Kentte çocuklara ve gençlere dönük nasıl çalışmalarınız olacak?

Yine çocuk ve gençlik alanları çok önemli alanlar. Dediğiniz gibi sistem özel savaş politikalarını hem çocuk hem de gençlik alanı üzerinden hedef alıyor. Bu anlamıyla çocuklar için özgün çalışmalar yürüteceğiz. Çocukların bir eğitim ihtiyacı ve beslenme ihtiyacı var. Bu şehirde doğayla bütünleşen şehrinin hafızası ve tarihine girme imkânı bulan ve geleceğini de böyle inşa edebilen çocuklar, gençler yetiştirebilmeliyiz. Dolayısıyla çocukların ihtiyaçlarına bu temelde bakıp, onları yine bu kültür ve kimlikle buluşturan değerlere sahip çıkmaya çağıran projeler yapacağız. Bu asimilasyon politikalarını yapacağımız çalışmalar ile önleyebiliriz. Gençlik alanı çok zor bir alan, bizler ön seçimler sürecinde de gençlerle bir araya geldiğimizde sistemin gençliğe yöneliminin ne kadar yoğun olduğunu gördük. Uyuşturucu ve madde kullanımı şehrimizin birçok alanda sistem eliyle teşvik ediyor. Yine sistem buna dur demiyor ve bunun önüne geçmiyor. Tam tersine bunun zeminini oluşturacak bir pratik açığa çıkarıyor. Uyuşturucu ile ilgili mücadele birimleri kuracağız. Özellikle ailelerin talepleri de bunlardır. Gençlerimize istihdam alanları ve sportif alanlar kurarak onları madde kullanımından uzak tutacak yol, yöntemler hayata geçireceğiz. Geniş anlamıyla bir gençlik örgütlenmesine ihtiyaç var. Bizler bu kenti gençler için nasıl yaşanabilir, mesleki ve kendi kültürü açısından burada yaşanabilir bir hale getirirsek o zaman gençliği bu sistemin tuzaklarına düşmekten kurtarabiliriz. Onları bu anlamda desteklemek durumundayız çünkü bu desteğe çok ihtiyaçları var.

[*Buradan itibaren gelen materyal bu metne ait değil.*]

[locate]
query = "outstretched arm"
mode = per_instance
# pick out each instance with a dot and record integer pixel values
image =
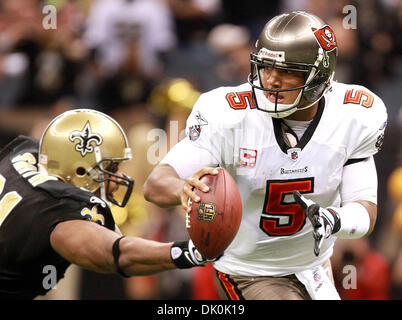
(89, 245)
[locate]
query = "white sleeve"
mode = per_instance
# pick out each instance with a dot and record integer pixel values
(359, 182)
(186, 158)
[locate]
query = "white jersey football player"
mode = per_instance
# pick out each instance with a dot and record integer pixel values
(300, 147)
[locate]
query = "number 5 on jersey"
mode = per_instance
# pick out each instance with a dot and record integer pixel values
(8, 201)
(281, 217)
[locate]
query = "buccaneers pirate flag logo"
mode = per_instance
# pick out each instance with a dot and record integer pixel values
(325, 37)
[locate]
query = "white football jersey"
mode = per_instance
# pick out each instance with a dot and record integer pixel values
(275, 236)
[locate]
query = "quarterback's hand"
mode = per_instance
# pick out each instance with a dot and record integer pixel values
(185, 255)
(193, 182)
(325, 221)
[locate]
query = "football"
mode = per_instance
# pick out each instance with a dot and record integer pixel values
(213, 222)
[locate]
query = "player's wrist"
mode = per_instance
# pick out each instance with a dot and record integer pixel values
(354, 221)
(184, 255)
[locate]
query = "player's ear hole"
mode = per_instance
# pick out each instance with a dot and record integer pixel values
(81, 171)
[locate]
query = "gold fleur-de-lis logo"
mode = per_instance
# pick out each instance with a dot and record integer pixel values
(86, 137)
(93, 215)
(206, 212)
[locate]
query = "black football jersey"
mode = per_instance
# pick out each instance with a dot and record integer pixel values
(31, 205)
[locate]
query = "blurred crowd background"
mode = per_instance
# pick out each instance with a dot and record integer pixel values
(145, 62)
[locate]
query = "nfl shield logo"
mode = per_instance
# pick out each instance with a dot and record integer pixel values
(294, 153)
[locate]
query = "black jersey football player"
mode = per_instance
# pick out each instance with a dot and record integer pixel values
(55, 197)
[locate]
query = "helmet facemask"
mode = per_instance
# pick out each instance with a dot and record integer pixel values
(302, 101)
(298, 42)
(104, 172)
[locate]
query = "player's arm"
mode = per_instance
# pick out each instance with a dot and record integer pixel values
(172, 182)
(90, 246)
(357, 215)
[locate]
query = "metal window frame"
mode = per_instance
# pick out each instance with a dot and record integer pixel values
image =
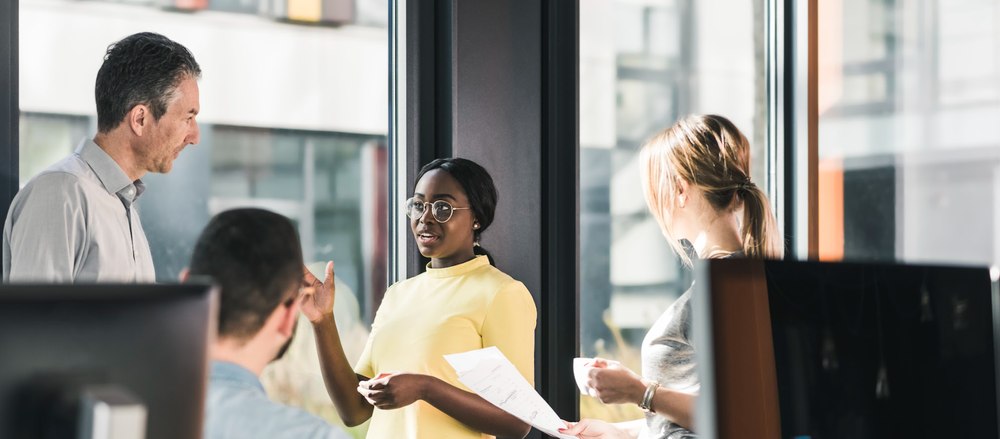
(792, 121)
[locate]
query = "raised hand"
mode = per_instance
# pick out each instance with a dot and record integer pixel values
(318, 301)
(394, 390)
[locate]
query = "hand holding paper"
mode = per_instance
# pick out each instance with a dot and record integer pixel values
(494, 378)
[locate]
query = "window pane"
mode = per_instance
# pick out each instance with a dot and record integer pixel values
(908, 149)
(643, 65)
(294, 120)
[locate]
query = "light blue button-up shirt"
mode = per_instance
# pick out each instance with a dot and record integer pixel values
(76, 221)
(238, 408)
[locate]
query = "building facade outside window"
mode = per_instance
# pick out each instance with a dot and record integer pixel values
(909, 94)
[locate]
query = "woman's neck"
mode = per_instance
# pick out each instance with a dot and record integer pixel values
(719, 237)
(453, 260)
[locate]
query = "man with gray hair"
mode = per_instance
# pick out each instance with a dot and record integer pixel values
(76, 221)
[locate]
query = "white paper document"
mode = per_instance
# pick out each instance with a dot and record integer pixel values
(493, 377)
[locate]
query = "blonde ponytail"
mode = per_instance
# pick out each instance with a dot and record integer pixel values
(761, 238)
(709, 153)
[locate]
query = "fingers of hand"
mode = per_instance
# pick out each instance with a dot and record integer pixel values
(329, 274)
(572, 428)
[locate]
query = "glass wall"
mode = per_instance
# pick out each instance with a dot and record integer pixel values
(294, 120)
(643, 65)
(908, 146)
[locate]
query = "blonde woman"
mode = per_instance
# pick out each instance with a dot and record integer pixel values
(696, 178)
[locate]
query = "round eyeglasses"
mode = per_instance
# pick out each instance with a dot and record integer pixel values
(441, 210)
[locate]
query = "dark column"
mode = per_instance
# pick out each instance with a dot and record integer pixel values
(9, 108)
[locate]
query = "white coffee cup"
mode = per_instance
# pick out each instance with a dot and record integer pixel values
(581, 373)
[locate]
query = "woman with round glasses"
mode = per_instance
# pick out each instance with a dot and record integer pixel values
(461, 303)
(696, 178)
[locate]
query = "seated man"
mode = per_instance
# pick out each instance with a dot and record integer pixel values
(255, 258)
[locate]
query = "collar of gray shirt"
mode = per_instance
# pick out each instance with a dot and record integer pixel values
(112, 176)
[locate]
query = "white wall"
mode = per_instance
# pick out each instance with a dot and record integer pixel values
(256, 72)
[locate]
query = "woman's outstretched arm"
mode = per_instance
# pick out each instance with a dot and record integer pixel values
(340, 379)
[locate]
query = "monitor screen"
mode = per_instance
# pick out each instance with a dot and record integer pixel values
(151, 340)
(849, 349)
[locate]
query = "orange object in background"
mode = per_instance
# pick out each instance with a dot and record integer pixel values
(831, 209)
(305, 10)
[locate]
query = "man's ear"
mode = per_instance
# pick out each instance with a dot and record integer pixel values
(138, 119)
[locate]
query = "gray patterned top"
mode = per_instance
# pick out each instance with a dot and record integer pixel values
(668, 357)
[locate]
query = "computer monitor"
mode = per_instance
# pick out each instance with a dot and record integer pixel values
(147, 342)
(832, 350)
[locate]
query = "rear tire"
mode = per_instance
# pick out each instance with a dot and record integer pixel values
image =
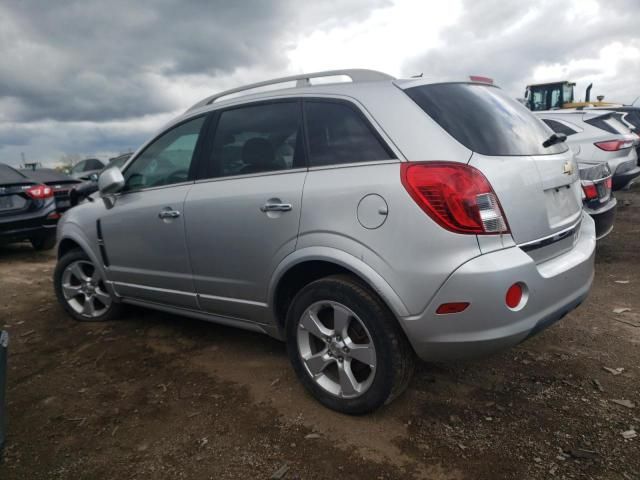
(81, 290)
(346, 347)
(44, 242)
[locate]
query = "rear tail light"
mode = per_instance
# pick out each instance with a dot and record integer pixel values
(590, 190)
(456, 196)
(614, 145)
(39, 192)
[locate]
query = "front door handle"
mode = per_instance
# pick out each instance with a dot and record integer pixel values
(276, 207)
(169, 214)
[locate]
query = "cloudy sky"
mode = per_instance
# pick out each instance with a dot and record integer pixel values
(95, 78)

Kayyımların hedef aldığı ilk kesimlerden biri de kadınlar oldu. Kadın kurumları kapatıldı yine kadına dönük çalışma yürüten alanlar pasifleştirildi. Bu noktada nasıl çalışmalar yürütecek ve şehri kadın kenti yapma yolunda nasıl adımlar atacaksınız?

Bizim çok uzun yıllardır ilk belediyelerimiz alındığı günden bu yana kadın özgürlükçü demokratik yerel yönetimler çalışmalarımız var. Bu süre içerisinde çok sayıda yeni çalışma ve kurumlara imza atmış bir belediyecilik anlayışımız var. Bu miras, gelenek ve tecrübe üzerinden bu kadın alanıyla ilgili birçok projemiz var. Öncelikle kayyımların tahrip ettiği alanlardan yeniden inşaya başlayacağız. Kadın politikaları daire başkanlıklarımız ve müdürlüklerimizi kuracağız. Bir sonraki adımda da kadın istihdamının belediyede görünür olması gerekiyor.  Bu noktada kadın komisyonlarımız ve kadın istihdam birimlerimizle yoğun bir çalışma yürüteceğiz. Sistemin dayattığı makul kadın profili var. Aile ve kadının bir araya getirildiği, orada çalıştığı ve aslında bir nesnelleşme ilişkisini benimsiyorlar. Bizler tam tersi kadının yaşamın öznesi olduğunu biliyoruz. Bizler bu kültürü özgürlük ve eşitlik temelinde yeninden kuracağız. Kadının toplumda özgürlükçü, eşitlikçi ve kendini her alanda var ettiği bir yere kavuşturmak durumdayız. Bunun içinde projeler yapacağız. Yerel ekonomiyi geliştirme ve kalkındırma noktasındaki çalışmalarımızı kadını, gençleri düşünerek yapacağız. Daha önceki yıllarda da bizim tarım kooperatiflerimiz vardı. Yeniden bu süreçleri hızlı bir biçimde inşa edip, yerelden üreten ve yerelden büyüten yine kadınları söz sahibi kılan bir noktada taşıyacağız. Yine kadın politikaları merkezlerimiz çok ciddi bir ihtiyaç, bu merkezleri açmak atacağımız ilk adım olacak. Bu şehre kadın kütüphanesi kurmak istiyoruz. Kayyım atanmadan önce de önümüzde koyduğumuz kadın müzesi projesini hayata geçirmek istiyoruz. Hem kadın tarihinin, Kürt kadınların tarihini açığa çıkaran bütün hafızanın ve tarihinin yer aldığı bir kadın sanat müzesi oluşturmak istiyoruz. Bunların hepsini hızlı bir şekilde hayata geçirmek için çalışacağız. Bu projelerin hepsini de kentin yerel dinamikleri, STK’lar ve bütün kurumları ile çalışıp ortak akılla hayata geçireceğiz.